Every insurance policy requires you to name a beneficiary. A beneficiary in the broadest sense is a natural person or other legal entity who receives money or other benefits from a benefactor. For example, the beneficiary of a life insurance policy is the person who receives the payment of the amount of insurance after the death of the insured. It can also be a trust, charity, or estate. You can name more than one beneficiary. You can designate 50% to a spouse and 50% to an adult child. You will typically be asked to pick two kinds of beneficiaries, a primary, and a secondary. The primary beneficiary is the first in line to receive the policy death benefit. A secondary beneficiary is the second beneficiary in line to receive the policy death benefit.
Providing for Children
Law forbids life insurance payouts to anyone who has not reached the age of majority, which is 18 or 21 depending on the state. That is the reason it is not good to name a child as your beneficiary. Most parents buy life insurance to provide for children if they are left behind. Usually, this is done by making the surviving spouse the kid’s beneficiary. The court would get involved if you name a child a beneficiary. The probate court would name a guardian who has oversight of the money until the child comes of age.
To provide for the children there are two options…
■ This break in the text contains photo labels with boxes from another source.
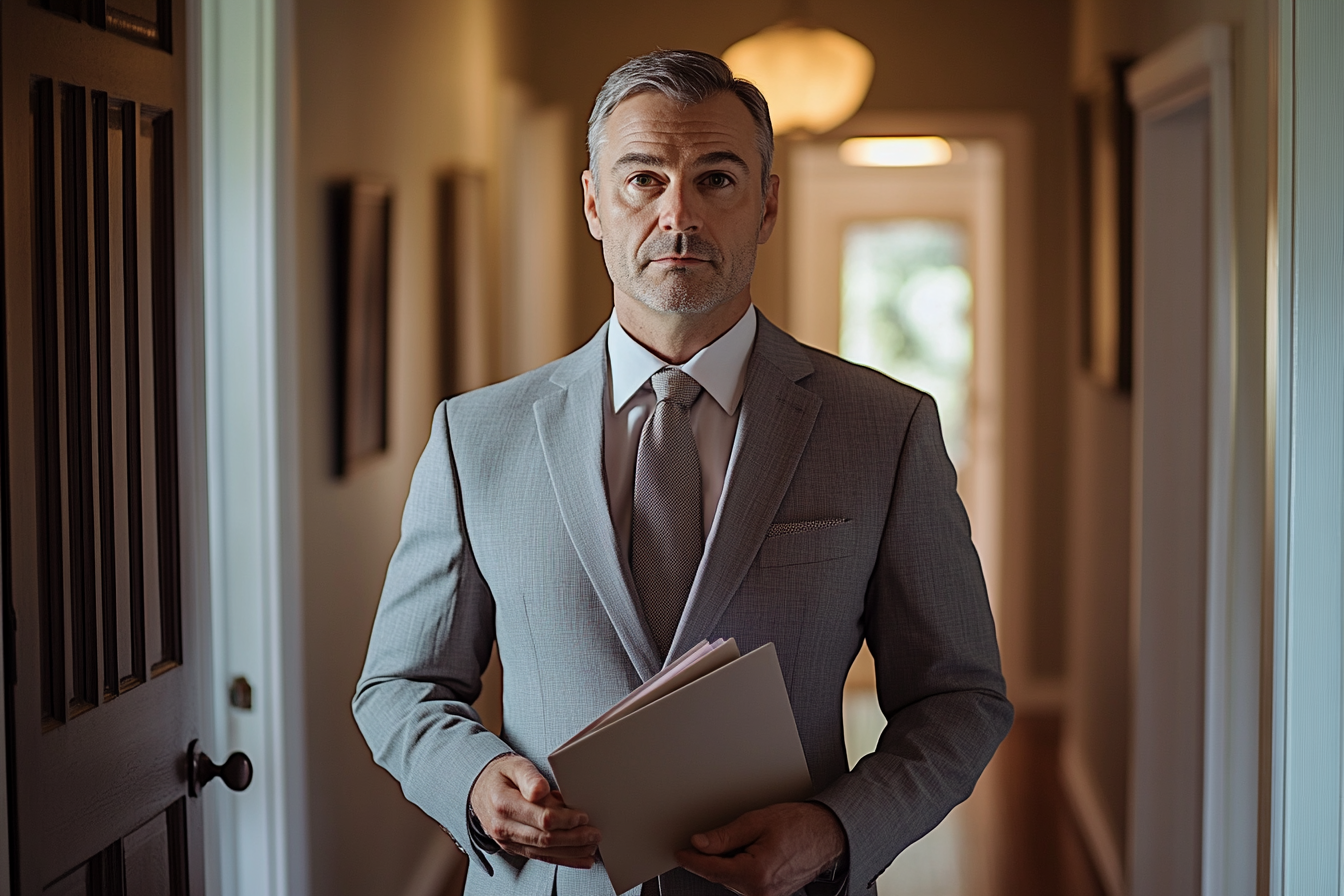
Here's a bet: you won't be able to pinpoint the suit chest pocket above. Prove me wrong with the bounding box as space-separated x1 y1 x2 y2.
757 520 857 567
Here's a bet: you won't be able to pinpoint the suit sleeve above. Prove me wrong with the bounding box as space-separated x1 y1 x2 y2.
353 402 511 873
816 396 1013 892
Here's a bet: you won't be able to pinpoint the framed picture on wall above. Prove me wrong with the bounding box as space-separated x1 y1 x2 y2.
1077 59 1134 392
328 179 392 477
437 171 487 398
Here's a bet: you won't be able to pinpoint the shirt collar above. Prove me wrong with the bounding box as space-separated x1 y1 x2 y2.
606 305 757 414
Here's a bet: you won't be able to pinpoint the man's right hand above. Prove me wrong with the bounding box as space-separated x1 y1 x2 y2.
468 755 602 868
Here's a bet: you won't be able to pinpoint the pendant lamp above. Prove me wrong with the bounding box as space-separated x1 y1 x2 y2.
723 20 872 134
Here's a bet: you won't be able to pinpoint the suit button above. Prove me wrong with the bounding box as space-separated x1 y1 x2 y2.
438 825 466 856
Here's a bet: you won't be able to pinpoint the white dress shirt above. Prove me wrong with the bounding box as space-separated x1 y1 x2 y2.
602 306 757 563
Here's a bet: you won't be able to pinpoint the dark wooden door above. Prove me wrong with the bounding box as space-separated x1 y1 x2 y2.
0 0 204 896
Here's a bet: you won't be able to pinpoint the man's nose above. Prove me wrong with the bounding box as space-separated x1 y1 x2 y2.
659 177 702 234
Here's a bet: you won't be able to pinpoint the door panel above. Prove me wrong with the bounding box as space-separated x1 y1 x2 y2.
0 0 204 896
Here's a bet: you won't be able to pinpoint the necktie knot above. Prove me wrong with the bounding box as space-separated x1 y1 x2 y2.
649 367 703 408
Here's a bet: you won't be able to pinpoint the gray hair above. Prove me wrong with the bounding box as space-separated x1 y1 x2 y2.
589 50 774 196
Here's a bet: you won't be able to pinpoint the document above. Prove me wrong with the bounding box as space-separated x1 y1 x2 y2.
550 638 812 893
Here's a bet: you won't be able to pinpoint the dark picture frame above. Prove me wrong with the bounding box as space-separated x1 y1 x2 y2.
1075 58 1134 392
328 179 392 477
435 169 487 398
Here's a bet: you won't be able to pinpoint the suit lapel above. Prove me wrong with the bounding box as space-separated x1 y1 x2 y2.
532 326 660 678
669 316 821 658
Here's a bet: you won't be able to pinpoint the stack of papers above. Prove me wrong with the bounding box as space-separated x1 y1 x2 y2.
550 638 812 893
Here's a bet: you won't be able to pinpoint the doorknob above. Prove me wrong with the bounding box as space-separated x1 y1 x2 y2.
187 740 251 797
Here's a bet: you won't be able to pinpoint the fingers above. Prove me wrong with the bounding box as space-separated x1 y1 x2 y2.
481 817 602 856
676 849 761 893
499 756 551 803
500 844 597 869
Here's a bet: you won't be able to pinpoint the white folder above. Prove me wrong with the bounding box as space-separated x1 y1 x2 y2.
550 639 812 893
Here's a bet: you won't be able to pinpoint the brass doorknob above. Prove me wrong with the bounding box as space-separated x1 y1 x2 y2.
187 740 253 797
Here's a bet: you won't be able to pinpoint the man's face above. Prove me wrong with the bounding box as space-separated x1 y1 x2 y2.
583 93 778 314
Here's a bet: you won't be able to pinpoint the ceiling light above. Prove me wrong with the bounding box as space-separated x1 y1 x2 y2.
840 137 953 168
723 21 872 134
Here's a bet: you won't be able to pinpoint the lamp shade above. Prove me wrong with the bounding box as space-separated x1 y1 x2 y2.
723 23 872 134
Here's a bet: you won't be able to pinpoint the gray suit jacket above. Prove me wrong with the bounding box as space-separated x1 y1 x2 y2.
353 317 1012 896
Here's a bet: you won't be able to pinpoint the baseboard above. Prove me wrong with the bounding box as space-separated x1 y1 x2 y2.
1059 737 1125 896
402 830 466 896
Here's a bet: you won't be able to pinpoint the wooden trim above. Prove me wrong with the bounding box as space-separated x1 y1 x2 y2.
118 102 149 690
1128 24 1241 896
1059 739 1128 896
149 111 183 670
1128 24 1232 114
93 90 121 700
60 85 98 712
32 78 66 727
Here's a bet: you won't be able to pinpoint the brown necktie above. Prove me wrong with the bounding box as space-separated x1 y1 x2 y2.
630 367 704 657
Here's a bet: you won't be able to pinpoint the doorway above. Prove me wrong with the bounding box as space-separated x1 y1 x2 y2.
788 132 1007 896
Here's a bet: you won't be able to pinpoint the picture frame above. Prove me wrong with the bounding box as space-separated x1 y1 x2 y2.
1075 58 1134 392
328 179 392 477
435 169 488 398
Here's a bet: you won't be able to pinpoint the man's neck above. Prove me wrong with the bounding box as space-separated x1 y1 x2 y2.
614 289 751 364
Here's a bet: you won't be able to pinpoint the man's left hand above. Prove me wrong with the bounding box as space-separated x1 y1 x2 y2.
676 803 845 896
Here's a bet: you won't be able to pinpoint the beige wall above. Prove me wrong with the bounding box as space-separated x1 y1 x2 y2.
294 0 513 896
523 0 1070 688
1066 0 1270 854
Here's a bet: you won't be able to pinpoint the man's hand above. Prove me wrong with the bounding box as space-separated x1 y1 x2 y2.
676 803 845 896
468 756 602 868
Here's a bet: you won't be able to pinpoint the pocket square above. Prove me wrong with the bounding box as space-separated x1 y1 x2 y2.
765 517 849 539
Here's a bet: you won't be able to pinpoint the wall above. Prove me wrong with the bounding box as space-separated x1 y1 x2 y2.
293 0 507 896
524 0 1070 692
1064 0 1273 881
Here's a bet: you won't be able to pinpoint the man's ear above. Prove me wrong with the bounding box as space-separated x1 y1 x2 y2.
757 175 780 246
583 169 602 239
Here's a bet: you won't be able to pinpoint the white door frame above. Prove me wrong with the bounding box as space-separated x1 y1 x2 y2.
1265 0 1344 896
194 0 308 896
1128 24 1261 896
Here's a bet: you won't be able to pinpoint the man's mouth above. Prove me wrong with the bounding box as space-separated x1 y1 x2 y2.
649 255 710 267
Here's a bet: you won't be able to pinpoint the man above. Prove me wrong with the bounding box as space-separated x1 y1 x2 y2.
355 51 1012 896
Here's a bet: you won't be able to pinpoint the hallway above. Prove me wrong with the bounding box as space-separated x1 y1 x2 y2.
845 692 1105 896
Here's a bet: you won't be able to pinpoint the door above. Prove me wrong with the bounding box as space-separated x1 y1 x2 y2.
0 0 217 896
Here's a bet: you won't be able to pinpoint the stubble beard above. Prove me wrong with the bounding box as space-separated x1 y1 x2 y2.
603 234 755 314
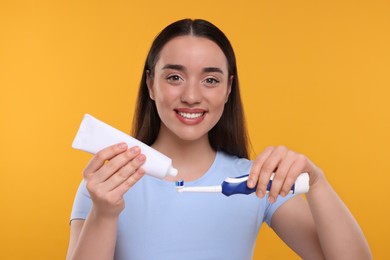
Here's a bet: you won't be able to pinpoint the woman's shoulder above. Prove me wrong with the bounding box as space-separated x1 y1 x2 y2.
217 151 253 177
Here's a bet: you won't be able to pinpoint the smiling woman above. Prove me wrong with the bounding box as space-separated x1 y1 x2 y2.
68 19 371 260
147 36 231 143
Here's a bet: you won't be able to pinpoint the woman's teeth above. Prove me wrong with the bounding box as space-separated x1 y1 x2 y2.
178 112 204 119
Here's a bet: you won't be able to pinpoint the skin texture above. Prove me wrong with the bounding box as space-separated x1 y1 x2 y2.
67 36 371 260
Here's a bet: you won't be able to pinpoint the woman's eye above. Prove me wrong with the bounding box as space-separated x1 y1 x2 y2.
167 75 180 81
205 78 219 85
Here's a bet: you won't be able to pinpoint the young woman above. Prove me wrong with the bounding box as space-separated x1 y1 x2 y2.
67 19 371 260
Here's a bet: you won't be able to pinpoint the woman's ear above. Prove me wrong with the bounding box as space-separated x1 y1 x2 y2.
145 70 154 100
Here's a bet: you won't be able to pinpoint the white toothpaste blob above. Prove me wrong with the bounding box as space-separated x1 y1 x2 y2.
72 114 177 179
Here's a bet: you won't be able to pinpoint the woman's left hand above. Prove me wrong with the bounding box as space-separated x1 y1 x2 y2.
247 146 323 203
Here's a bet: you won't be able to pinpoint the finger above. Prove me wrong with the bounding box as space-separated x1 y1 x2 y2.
94 146 141 182
257 146 288 198
83 143 127 179
112 167 145 196
247 146 274 189
281 154 308 194
268 151 296 199
105 154 146 191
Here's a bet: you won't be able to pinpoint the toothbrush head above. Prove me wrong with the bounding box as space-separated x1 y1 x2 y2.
175 180 184 192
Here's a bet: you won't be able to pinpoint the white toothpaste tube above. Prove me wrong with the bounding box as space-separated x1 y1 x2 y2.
72 114 177 179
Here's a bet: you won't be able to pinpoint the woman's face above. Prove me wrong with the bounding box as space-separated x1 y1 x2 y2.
147 36 232 141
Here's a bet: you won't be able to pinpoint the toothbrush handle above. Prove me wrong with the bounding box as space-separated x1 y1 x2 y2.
222 173 309 196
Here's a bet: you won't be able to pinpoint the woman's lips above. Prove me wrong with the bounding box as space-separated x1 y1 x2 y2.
175 109 206 125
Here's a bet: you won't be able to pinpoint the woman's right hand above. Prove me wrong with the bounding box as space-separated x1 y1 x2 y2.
83 143 146 218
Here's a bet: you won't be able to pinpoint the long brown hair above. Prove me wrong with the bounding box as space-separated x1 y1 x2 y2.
133 19 249 158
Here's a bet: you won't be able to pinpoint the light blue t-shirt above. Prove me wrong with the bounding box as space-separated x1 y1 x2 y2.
71 152 292 260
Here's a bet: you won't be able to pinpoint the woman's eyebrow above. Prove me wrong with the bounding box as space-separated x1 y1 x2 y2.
162 64 224 74
203 67 223 75
162 64 185 71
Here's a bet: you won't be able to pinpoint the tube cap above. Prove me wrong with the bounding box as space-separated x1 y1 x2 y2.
294 172 310 194
167 166 177 177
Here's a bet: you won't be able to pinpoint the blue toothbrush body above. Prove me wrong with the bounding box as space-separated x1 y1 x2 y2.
176 173 309 196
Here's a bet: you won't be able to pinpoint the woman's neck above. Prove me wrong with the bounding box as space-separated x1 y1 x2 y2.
152 131 216 182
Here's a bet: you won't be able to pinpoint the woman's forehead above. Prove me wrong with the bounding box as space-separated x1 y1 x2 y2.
156 35 227 70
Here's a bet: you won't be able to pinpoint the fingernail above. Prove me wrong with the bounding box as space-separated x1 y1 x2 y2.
118 143 127 150
130 146 140 153
137 154 146 162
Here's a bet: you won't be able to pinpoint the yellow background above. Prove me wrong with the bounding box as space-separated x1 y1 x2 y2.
0 0 390 259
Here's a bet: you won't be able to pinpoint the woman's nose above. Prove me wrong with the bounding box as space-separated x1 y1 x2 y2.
180 83 202 104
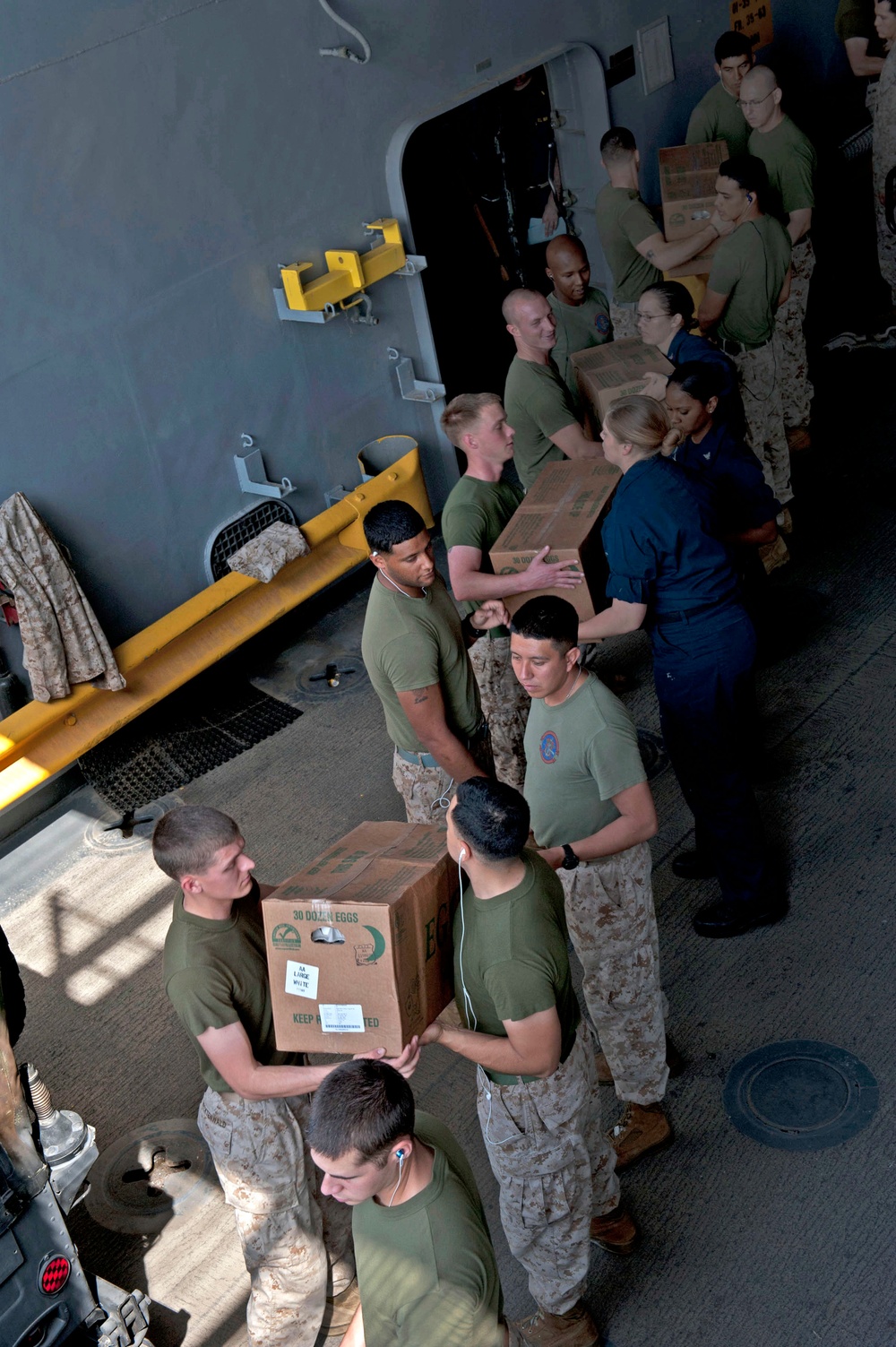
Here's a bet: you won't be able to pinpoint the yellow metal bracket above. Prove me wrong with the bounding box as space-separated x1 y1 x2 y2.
273 218 426 322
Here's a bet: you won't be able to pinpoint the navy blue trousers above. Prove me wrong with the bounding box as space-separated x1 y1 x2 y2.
652 605 768 902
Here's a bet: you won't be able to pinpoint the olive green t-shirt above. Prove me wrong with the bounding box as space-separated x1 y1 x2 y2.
351 1112 504 1347
594 182 663 305
163 882 303 1093
709 215 791 348
522 674 647 846
547 286 613 407
361 575 482 753
442 473 525 640
749 116 818 223
685 80 751 159
454 851 581 1084
504 356 577 490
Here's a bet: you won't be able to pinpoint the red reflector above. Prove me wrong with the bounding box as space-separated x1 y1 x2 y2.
40 1254 72 1296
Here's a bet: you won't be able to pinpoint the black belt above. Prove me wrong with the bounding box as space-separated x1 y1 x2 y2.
653 600 725 626
719 337 772 356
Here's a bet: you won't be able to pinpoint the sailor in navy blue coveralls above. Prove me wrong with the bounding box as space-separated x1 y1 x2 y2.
580 435 783 937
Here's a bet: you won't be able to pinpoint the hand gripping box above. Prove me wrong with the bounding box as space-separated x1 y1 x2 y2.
570 337 675 421
489 455 621 619
262 823 458 1058
659 140 728 278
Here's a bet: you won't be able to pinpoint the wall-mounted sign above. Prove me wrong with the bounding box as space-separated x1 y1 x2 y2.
729 0 775 51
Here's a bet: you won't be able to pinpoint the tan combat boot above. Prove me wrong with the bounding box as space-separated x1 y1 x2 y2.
511 1300 601 1347
607 1101 674 1170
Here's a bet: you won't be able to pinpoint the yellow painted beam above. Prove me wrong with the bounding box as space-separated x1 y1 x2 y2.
0 448 433 808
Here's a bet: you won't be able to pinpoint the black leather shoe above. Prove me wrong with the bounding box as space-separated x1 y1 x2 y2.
694 899 787 940
672 851 715 879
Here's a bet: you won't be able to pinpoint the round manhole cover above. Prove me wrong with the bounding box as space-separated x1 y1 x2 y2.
637 729 668 781
85 1118 221 1235
83 795 184 855
295 646 371 701
722 1039 877 1151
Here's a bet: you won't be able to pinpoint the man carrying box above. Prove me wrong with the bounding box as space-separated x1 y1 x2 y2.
442 393 583 790
361 501 508 823
501 289 604 490
545 235 613 407
511 595 672 1168
152 806 419 1347
685 29 754 158
741 66 816 450
420 777 637 1347
308 1061 506 1347
594 126 725 341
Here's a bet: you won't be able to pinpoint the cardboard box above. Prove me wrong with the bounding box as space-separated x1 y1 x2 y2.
489 458 621 619
262 823 458 1058
570 337 675 423
659 140 728 278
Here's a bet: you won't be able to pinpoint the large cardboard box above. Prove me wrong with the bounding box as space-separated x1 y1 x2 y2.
570 337 675 424
659 140 728 276
262 823 458 1056
489 458 621 619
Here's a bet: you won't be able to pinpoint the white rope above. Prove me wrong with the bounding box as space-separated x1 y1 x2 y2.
318 0 371 66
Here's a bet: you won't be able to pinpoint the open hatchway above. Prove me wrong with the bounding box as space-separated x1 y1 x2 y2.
393 45 609 441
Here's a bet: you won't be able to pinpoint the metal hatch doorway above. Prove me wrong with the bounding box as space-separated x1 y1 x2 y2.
387 43 610 487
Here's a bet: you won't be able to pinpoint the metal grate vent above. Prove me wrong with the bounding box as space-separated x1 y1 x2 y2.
205 500 295 581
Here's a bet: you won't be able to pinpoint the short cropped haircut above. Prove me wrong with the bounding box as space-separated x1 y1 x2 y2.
305 1058 414 1167
601 126 637 164
511 594 578 654
715 29 754 66
719 155 768 204
452 776 530 860
668 359 724 407
364 501 426 552
152 804 240 881
442 393 501 447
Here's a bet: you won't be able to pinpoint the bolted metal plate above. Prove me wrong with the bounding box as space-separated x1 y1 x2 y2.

- Name an Adult Custodian – You would appoint someone you feel would be responsible and caring because they would handle things like housing, health care, and education until the child reaches the age of majority. Then the child gets the money and they can spend it any way they want.
- Work With an Attorney To Set Up a Trust – The trust is the beneficiary and a trustee is named to manage and distribute the funds. You have more control over naming a custodian. A trust allows you to specify how you want the money distributed. Consult with an attorney especially if you are dealing with a special needs child. With a special needs child you need a trust that will not impact your child’s eligibility for Medicaid or supplement security income.
Naming a Charity
Naming a charity as a beneficiary is simple… you write in the charity name on your beneficiary designation form. Life insurance policies allow you to pick multiple beneficiaries and even specify what percentage of the money should go to each beneficiary. So you can decide that 100% of your benefit should go to a charity, or 80% to your family and 10% to charity, or any combination you’d like. It’s also possible to name a charity as your secondary beneficiary. If, for example, your primary beneficiary is your spouse and you have no children or other heirs, you can name a charity as the secondary beneficiary in case your spouse dies with or before you. There is no federal tax benefit or state tax benefit for naming a charity as your life insurance beneficiary, and you can’t write off your premium payments as an income tax deduction. But with permanent policies, the proceeds will be eligible for the federal estate tax charitable deduction.
Helpful Beneficiary Tips
- Name a Beneficiary – If there isn’t a beneficiary named it can trigger a costly legal process known as probate. Make sure to name specific individuals or organizations.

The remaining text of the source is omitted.